In the U.S., trade was mostly between $115 and $120 live this week, which is looking pretty similar to last week. However, in Western Canada, there was a large jump in the live cattle prices for fed cattle, with an average sitting around the mid $140s, says Anne Wasko of the Gateway Livestock Exchange, in this Beef Market Update.

“If you think about two weeks ago, the CanFax average was at $107, that’s a huge jump. That’s almost a $40/100 live gain from two weeks ago,” explains Wasko.

This jump leaves many, including host Shaun Haney, scratching their heads. Why the jump? What is going on?

“In the U.S., and even here in Canada, we’re seeing some of these slaughter disruption improvements return to better numbers faster than many thought,” Wasko says. “So that adds a bit of an air of better news to the market’s price. And I think to talk about any of these markets in any ‘normal’ fashion — I mean we don’t have any normal capacity, we don’t have normal demand — so for me to sit here and say these are normal prices I think would be a little short,” adding that in a couple of months, once supply and demand even out more, the price will be much more stable.

The problem still is processing capacity. Many producers who sold cash cattle in the last week are wondering when that delivery will realistically be. Wasko says that based on recent Canadian Cattlemen’s Association (CCA) meetings if you were selling any cattle west of Manitoba, which many western Canadian producers were doing, they were getting kill dates of next week.

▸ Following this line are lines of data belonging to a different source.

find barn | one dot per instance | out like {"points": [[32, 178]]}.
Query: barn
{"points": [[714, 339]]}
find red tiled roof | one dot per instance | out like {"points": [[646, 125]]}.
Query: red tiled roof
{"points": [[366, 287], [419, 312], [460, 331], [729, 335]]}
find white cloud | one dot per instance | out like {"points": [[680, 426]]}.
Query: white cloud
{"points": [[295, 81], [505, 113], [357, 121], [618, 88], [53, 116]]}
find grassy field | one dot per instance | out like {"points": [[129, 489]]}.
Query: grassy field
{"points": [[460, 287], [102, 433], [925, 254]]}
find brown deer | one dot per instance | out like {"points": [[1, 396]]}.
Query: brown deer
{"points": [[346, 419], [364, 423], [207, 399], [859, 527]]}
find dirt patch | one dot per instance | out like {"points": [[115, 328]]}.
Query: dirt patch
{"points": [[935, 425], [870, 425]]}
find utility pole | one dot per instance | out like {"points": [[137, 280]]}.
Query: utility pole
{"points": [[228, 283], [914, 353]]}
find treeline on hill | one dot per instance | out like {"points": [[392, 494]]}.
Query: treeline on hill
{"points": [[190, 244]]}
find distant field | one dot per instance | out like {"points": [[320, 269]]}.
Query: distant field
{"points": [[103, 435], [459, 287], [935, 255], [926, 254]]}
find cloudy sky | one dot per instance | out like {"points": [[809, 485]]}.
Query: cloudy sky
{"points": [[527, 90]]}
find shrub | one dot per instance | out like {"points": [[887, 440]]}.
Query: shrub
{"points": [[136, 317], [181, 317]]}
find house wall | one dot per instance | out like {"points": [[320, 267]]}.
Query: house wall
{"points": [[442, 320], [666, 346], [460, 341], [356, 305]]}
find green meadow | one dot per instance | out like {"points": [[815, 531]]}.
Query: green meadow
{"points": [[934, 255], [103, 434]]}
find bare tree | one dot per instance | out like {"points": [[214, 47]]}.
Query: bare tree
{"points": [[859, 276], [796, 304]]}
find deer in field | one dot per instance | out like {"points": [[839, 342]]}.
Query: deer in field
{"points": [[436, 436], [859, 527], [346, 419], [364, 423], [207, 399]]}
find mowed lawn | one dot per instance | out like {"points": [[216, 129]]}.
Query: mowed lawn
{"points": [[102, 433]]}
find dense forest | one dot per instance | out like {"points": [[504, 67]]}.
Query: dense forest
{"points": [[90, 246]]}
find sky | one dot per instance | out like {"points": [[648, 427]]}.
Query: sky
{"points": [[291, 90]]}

“It’s not quite as snug [in Western Canada], but certainly not as far out as one would think. I think one of the things that were associated potentially with the reason being, is that we are in that sweet spot in between finally getting a lot of those finished yearling cattle finished up, and some of these cattle that have maybe been put on a slower finishing ration aren’t quite in the mix yet,” Wasko explains. “So there’s a little bit of space in between the two, but nevertheless, the cattle slaughter dates aren’t as bad as some were maybe thinking a while ago.”